Gianfranco Pannone is an Italian film and television director.

== Biography ==
After graduating in Cinema history and criticism at La Sapienza University of Rome, he graduated in Directing at the CSC (National Cinema School). Between 1990 and 1998, he directed and produced the documentary films Piccola America, Lettere dall’America and L’America a Roma, which together make up the Trilogy of America; and later Latina/Littoria (2001), a French-Italian documentary-film, which was awarded the prize for the best non-fiction work at the Torino Film Festival in 2001 and in 2003 at the Mediterranean Film Festival – Rai Award.
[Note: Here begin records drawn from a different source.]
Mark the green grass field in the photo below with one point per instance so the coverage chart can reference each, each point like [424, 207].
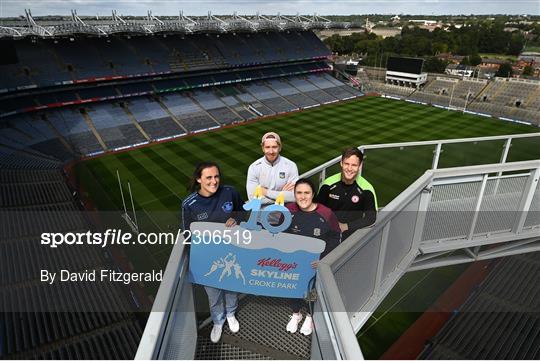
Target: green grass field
[159, 174]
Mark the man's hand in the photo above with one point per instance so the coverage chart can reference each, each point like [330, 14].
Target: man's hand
[288, 187]
[343, 226]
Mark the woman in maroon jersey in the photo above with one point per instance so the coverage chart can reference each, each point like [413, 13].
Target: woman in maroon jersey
[311, 220]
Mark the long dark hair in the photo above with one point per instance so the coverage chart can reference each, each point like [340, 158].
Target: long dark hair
[193, 184]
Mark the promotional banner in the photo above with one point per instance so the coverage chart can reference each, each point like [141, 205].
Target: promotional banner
[253, 262]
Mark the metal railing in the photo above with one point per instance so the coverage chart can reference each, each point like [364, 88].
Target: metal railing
[377, 258]
[438, 147]
[174, 305]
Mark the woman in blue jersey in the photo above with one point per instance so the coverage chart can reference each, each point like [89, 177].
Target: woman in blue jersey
[311, 220]
[212, 202]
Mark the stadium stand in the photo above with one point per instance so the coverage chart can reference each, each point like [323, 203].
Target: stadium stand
[499, 320]
[41, 318]
[73, 96]
[514, 99]
[153, 118]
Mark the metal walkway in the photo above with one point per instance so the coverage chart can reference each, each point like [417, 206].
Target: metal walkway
[262, 334]
[445, 217]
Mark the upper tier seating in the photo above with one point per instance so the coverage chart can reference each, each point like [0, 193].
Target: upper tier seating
[46, 62]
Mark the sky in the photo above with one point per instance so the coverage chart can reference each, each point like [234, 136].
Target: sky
[336, 7]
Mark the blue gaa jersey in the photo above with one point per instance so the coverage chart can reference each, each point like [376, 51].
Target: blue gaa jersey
[219, 207]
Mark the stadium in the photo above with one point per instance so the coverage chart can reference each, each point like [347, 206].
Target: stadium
[103, 120]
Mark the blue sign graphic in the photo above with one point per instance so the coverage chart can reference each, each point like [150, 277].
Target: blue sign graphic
[277, 265]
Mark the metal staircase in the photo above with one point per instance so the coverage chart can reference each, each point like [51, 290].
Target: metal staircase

Among his short and medium-length films are Kelibia/Mazara (1998, co-directed with T. Ben Abdallah), Pomodori (1999), Sirena operaia (2000), Viaggio intorno alla mia casa (2001), Venezia, la città che affonda (2001, co-directed with M. Visalberghi), Pietre, miracoli e petrolio, Benvenue chez Casetti (2006). Also the feature film 100 anni della nostra storia (2006, co-directed with Marco Puccioni), made it to the final five of David di Donatello in 2007; the docu-series Cronisti di strada (2007) and, in recent years, the shorts Immota manet (2009), Linee di confine (2010), Aprilia (2011). Le pietre sacre della Basilicata (2012), Graziano e le sue donne (2013) Io che amo solo te (2004) is his fiction feature film . His last documentary films are: Il sol dell’avvenire (2008), which was conceived and written with John Fasanella and was presented as a special event at the International Film Festival of Locarno, at Viennale in 2008, at the International Documentary Film Festival of London and in the final five of Nastri D’Argento in 2009; ma che Storia..., a montage film produced by Cinecittà Luce and presented during the International Venice Film Festival in 2010, as well as in many cities across the world as representative of the 150th anniversary of the Unification of Italy; Scorie in libertà (2011-2012), presented in the International section of Cinemambiente Torino Festival in 2012 and, as a special event, at the Festival del Nuovo Cinema di Pesaro in the same year. The documentary Ebrei a Roma was presented as a Special Event at the Rome International Film Festival in 2012. This year he has completed the medium-length Trit cme la bula and the feature Sul vulcano.

His works have earned him awards, have allowed him to participate in many Italian and international festivals and are aired on major European television. Pannone has also directed several shows as a theatre director, including, Guerra civile in 2006, presented in the same year at the Festival Dei Due Mondi in Spoleto. He is co-founder of Doc/It and he is an active member of the association 100autori.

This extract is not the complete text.